Judicial review in Bangladesh

From Wikipedia, the free encyclopedia
Jump to navigation Jump to search

The term judicial review is not expressly used in Bangladeshi law, but Article 102 of the Constitution of Bangladesh allows writ petitions to be filed at the High Court Division for reviewing the actions of public authorities, or suspending proceedings in lower courts. The article has caused significant judicial activism in Bangladesh. In the 1970s, Article 102 was employed by the courts to set a precedent for invalidating detentions under the Special Powers Act. The courts have struck down constitutional amendments and enforced democratic local government under Article 102. The scope of such judicial review has expanded greatly since Justice Mustafa Kamal formally accepted public interest litigation for the first time in 1996, allowing associations and NGOs espousing the public's cause to file for judicial review.[1]

Powers under Article 102[edit]

Article 102 of the Bangladeshi constitution gives discretionary powers to the High Court Division to issue orders. These include court orders (stay orders, quashing orders, mandatory orders, prohibiting orders), injunctions, declarations and damages.
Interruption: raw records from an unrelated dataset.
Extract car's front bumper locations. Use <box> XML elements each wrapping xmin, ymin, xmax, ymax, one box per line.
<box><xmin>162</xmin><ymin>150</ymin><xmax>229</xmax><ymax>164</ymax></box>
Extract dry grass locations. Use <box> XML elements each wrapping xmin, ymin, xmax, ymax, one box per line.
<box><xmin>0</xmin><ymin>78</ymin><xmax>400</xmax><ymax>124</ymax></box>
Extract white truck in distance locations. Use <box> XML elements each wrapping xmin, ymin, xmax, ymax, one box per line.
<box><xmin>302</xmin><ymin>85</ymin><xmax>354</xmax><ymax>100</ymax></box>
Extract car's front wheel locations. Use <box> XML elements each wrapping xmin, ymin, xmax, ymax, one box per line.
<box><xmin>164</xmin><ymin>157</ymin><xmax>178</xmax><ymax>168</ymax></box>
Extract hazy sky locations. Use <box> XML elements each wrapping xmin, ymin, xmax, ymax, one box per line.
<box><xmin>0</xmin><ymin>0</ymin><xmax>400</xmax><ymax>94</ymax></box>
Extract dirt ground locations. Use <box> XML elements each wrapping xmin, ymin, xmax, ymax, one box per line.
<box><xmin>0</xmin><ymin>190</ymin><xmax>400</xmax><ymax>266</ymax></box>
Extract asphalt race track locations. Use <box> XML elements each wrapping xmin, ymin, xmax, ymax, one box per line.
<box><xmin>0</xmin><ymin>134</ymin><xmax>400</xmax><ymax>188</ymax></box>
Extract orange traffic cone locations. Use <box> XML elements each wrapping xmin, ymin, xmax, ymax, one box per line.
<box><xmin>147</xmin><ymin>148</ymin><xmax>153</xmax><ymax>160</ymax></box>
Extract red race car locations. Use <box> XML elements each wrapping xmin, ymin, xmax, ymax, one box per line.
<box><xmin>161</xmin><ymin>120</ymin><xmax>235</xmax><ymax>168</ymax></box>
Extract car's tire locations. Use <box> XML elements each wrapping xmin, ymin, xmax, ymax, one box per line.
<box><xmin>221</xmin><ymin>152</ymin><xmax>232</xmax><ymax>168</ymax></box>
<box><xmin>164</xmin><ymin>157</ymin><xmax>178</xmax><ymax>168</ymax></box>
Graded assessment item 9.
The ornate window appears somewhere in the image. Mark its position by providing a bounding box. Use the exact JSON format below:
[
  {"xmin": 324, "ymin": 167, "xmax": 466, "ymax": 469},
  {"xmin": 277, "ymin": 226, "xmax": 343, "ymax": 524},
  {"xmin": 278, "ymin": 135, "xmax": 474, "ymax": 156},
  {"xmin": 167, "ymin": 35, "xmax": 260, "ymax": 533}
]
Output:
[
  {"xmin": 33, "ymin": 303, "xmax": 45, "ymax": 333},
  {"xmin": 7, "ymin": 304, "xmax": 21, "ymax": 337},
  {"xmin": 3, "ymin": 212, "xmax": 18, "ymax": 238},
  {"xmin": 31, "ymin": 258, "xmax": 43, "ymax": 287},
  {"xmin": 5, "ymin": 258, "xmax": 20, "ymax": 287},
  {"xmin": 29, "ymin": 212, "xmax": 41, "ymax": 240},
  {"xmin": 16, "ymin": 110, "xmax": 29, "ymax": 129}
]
The text of Article 102 is quoted in the following.[2]

  • (1) The High Court Division on the application of any person aggrieved, may give such directions or orders to any person or authority, including any person performing any function in connection with the affairs of the Republic, as may be appropriate for the enforcement of any of the fundamental rights conferred by Part III of this Constitution.
  • (2) The High Court Division may, if satisfied that no other equally efficacious remedy is provided by law –
  • (a) on the application of any person aggrieved, make an order-
  • (i) directing a person performing any functions in connection with the affairs of the Republic or of a local authority, to refrain from doing that which he is not permitted by law to do or to do that which he is required by law to do ; or
  • (ii) declaring that any act done or proceeding taken by a person performing functions in connection with the affairs of the Republic or of a local authority, has been done or taken without lawful authority and is of no legal effect ; or
  • (b) on the application of any person, make an order-
  • (i) directing that a person in custody be brought before it so that it may satisfy itself that he is not being held in custody without lawful authority or in an unlawful manner ; or
  • (ii) requiring a person holding or purporting to hold a public office to show under what authority he claims to hold that office.
  • (3) Notwithstanding anything contained in the forgoing clauses, the High Court Division shall have no power under this article to pass any interim or other order in relation to any law to which article 47 applies.
  • (4) Whereon an application made under clause (1) or sub-clause (a) of clause (2), an interim order is prayed for and such interim order is likely to have the effect of-
  • (a) prejudicing or interfering with any measure designed to implement any development programme, or any development work ; or
  • (b) being otherwise harmful to the public interest, the High Court Division shall not make an interim order unless the Attorney-General has heen given reasonable notice of the application and he (or an advocate authorised by him in that behalf) has been given an opportunity of being heard, and the High Court Division is satisfied that the interim order would not have the effect referred to in sub-clause (a) or sub-clause (b).
  • (5) In this article, unless the context otherwise requires, “person” includes a statutory public authority and any court or tribunal, other than a court or tribunal established under a law relating to the defence services of Bangladesh or any disciplined force or a tribunal to which article 117 applies.

Lower courts[edit]

The High Court often issues stay orders on the proceedings of lower courts, if it finds cases to be politically motivated or against judicial conscience. It can also issue a quashing order to end the proceedings.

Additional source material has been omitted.